Each axis behaves differently. As benchmarks saturate, the charts along the score axis look tighter, while the experience of actually building with these systems can still feel very far apart.

Scoreboards, Overfitting, And Fake Comfort

There is another failure mode that almost never shows up in those pretty regression plots: scoreboarding.

Once a benchmark becomes a status symbol, labs start training directly to that scoreboard. They rustle up specialized data, do targeted post-training, tweak model routing, and basically overfit to that style of question. The score climbs. The lines close. Everyone declares victory.

Then you move to a fresh eval distribution that nobody has drilled on yet, and the frontier models pull way ahead again. The scoreboard improvements did not generalize. They just made the saturated plot look “good.”

I see a similar pattern in a lot of self-improving model papers. On paper, they get nice bumps on a chosen benchmark by pouring more compute into a tight loop. In practice the effect is closer to more targeted training on the same scoreboard. I wrote about that pattern in MIT’s SEAL Self-Adapting Language Model: Why Most Self-Improving AI Papers Are Just More Compute.

The GPQA and METR plots sit right on that fault line. They are valuable tools. They are not universal truth oracles.

How To Read “Gap Is Closing” Claims

So what do you do with all this if you are trying to build real systems instead of win on a chart?

A few practical checks:

  • Check the ceiling. If the benchmark tops out at 100% and most serious models are above roughly 70%, assume the lines will converge visually even if the cost to get those last points is wildly different.
  • Check the slice. A single task family – long-horizon coding, grad-level QA, tool use – gives you a partial ordering, not a full one.
  • Check real tasks. What are teams actually shipping with? Which models stay up under load, behave predictably, and hit your cost targets? This is where a lot of my own work on systems and orchestration matters more than raw scores.
  • Assume some overfitting. Once a leaderboard exists, training to the leaderboard exists. Fresh tasks will often reopen the gap.

Underneath the charts, you are still picking which mistakes you want and what you are willing to pay for them. I wrote about that tradeoff more generally in AI Errors vs Human Errors: You’re Choosing Which Mistakes You Want. Benchmarks do not remove that choice. They just compress it into a handful of scores.

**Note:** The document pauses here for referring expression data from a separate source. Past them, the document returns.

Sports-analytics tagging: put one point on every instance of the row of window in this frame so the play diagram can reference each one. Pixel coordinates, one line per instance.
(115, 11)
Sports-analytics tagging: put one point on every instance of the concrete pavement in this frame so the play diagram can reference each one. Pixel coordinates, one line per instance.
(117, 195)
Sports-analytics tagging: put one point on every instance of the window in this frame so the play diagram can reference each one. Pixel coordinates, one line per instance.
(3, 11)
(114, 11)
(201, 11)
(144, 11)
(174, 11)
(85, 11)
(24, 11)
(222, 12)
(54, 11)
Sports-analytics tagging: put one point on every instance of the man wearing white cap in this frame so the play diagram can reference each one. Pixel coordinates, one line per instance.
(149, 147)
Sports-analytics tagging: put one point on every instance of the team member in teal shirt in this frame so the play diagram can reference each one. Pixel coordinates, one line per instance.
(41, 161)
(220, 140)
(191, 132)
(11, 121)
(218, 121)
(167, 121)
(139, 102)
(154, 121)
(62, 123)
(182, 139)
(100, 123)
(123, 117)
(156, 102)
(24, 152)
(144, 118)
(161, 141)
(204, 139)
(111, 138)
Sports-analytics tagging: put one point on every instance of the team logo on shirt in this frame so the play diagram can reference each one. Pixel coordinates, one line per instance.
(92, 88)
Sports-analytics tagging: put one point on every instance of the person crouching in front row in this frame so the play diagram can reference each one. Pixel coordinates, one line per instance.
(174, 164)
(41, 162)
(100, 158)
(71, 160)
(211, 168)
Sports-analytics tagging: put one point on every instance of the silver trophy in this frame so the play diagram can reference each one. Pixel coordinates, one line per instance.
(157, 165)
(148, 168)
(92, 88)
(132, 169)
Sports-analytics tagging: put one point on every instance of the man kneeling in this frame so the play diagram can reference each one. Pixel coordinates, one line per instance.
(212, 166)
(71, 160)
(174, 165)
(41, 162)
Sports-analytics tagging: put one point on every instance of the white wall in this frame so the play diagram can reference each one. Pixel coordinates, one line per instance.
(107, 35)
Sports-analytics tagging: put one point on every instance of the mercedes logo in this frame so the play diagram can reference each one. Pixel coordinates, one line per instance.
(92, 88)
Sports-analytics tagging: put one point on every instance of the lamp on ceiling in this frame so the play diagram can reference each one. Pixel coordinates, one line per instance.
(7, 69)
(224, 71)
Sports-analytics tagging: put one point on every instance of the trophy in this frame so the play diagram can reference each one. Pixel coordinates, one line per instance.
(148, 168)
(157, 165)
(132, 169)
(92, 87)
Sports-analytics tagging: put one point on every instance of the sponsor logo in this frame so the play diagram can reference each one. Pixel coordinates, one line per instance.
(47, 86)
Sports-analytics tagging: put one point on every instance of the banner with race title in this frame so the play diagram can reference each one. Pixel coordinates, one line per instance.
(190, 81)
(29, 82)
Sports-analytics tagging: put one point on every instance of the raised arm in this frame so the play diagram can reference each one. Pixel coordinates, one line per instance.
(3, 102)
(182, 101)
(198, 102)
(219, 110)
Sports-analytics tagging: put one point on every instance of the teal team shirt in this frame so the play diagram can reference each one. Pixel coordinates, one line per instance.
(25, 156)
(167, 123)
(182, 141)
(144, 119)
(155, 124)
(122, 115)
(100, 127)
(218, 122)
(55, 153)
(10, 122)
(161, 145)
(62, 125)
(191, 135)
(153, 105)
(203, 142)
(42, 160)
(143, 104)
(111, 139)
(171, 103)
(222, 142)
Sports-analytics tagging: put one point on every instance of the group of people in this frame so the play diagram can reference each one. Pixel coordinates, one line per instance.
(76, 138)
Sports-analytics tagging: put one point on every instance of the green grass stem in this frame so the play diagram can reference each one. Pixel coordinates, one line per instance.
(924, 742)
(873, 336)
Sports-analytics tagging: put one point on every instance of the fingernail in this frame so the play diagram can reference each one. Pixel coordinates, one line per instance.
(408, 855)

What This Means When You Are Picking Models

If you are deciding between a closed frontier model and an open or regional one, the right move is not to memorize a single “months behind” number. It is to decide which axes of the gap vector actually matter for your situation.

  • If you care most about frontier math, safety margins, or bleeding-edge agent behavior, you probably want the strongest closed model you can afford, even if the GPQA chart says the gap looks small.
  • If you care most about cost per workflow, data privacy, or running close to the user on local hardware, an open or China-adjacent model that is “behind” on a saturated benchmark may still be the dominant choice.
  • If you are building agents, think about tools and routing first. A slightly weaker base model with better tool-use, better planning, and saner pricing can beat a nominally stronger model in overall throughput. That is the whole reason I built my own orchestration stack and wrote pieces like When Does a Chatbot Become an Agent? Chat Interface vs AI Autonomy and AI Dashboard Update: A Central Hub for Artificial Analysis, OpenRouter, fal and More.

Benchmarks are still useful as rough filters. Just do not turn them into numerology about “the” gap.

The neat “open is only 7 months behind” narrative is mainly a story about how those particular tests behave near their ceiling. Once you look at harder evals like Frontier Math, actual adoption, and full workflows instead of single numbers, the picture is much messier.

And that is the real point: the AI gap is not one number on a chart. It is a moving vector. Any argument that fits inside two regression lines and a “7 months” label is mostly telling you about the benchmark, not the models.